Making pastry crust requires dirtying some very specific equipment (the food processor, the rolling pin, the silpat, etc...). I figured as long as I was going to get all that stuff dirty with pastry crust to make the tart below, I might as well make another pastry crust while I was at it! So on Sunday I made these turnovers as another dessert to bring to the math department picnic. On a recent trip to the grocery store with Emilee she noted that there is a new trend to label prunes as "Dried Plums" rather than the traditional "Prunes." We laughed about that change in marketing strategy. It makes sense though -- prunes have a bad reputation. They are thought of more as a remedy than a food, and despite their similarities to dried dates and figs, the word prune just doesn't have the same positive connotation. I have to admit, I became a part of this same marketing ploy -- when people asked me what these were, I said, "Dried fruit and walnut turnovers." That's honest. It just happens that the only dried fruit they contained was prunes! I would have said, "Dried plum and walnut turnovers," but this particular audience is smarter than that. They certainly would have responded, "You mean, prunes?" Anyway, none of this is particularly relevant. No matter what you call them, what is important is how they tasted.

So how did they taste? They were good! I don't cook so often with prunes.
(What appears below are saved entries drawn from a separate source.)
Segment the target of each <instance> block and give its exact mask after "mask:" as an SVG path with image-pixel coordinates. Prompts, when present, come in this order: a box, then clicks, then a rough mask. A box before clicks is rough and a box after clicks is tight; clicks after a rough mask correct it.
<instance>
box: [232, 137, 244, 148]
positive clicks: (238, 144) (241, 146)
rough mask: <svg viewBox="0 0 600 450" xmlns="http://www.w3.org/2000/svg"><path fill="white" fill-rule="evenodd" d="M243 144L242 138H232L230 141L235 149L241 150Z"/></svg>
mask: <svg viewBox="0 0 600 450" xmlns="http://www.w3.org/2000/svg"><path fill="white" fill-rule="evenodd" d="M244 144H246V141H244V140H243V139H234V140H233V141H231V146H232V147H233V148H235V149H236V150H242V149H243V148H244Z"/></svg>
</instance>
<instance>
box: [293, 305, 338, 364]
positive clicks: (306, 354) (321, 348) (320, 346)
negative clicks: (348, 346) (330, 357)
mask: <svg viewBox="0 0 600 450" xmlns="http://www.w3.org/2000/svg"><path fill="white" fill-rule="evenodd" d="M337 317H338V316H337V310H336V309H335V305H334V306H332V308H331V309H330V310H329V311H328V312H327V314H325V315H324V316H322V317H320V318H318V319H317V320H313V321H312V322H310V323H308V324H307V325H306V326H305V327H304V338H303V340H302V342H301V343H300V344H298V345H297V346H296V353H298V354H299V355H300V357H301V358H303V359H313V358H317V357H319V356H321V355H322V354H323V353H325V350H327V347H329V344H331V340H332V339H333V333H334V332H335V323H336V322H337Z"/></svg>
I don't dislike them, but people give you this weird unhappy look when you tell them you are serving prunes. So I generally avoid them (now that I know this new marketing strategy, I can make lots of prune dishes!). The prunes made a nice filling though, ground together with some almonds. The crust was a pain to deal with (not enough moisture!) but delicious to eat. It was flaky from the layers of butter and flour, and tangy from the cream cheese. Yum! Overall the turnovers were pretty tasty. I have only one serious complaint. Usually with turnovers you fill them with fruit -- blueberries or apples -- which tends to juice and spread out in the oven, oozing delicious filling into every corner of the turnover. These turnovers, however, were full of a thick prune paste. It didn't ooze. So the filling was all lumped towards the middle, and the corners were all crust. It wasn't a good distribution. Honestly, while the prune filling wasn't bad at all, I think these turnovers would have been overall tastier filled with some delicious blueberries. The prune filling would be more appropriate for some tiny little one-bite pastries, where a sticky sweet dried fruit filling is perfect.

The recipe in The Book is the same as this one, except instead of making big turnovers, the one online makes many little crescent-shapes.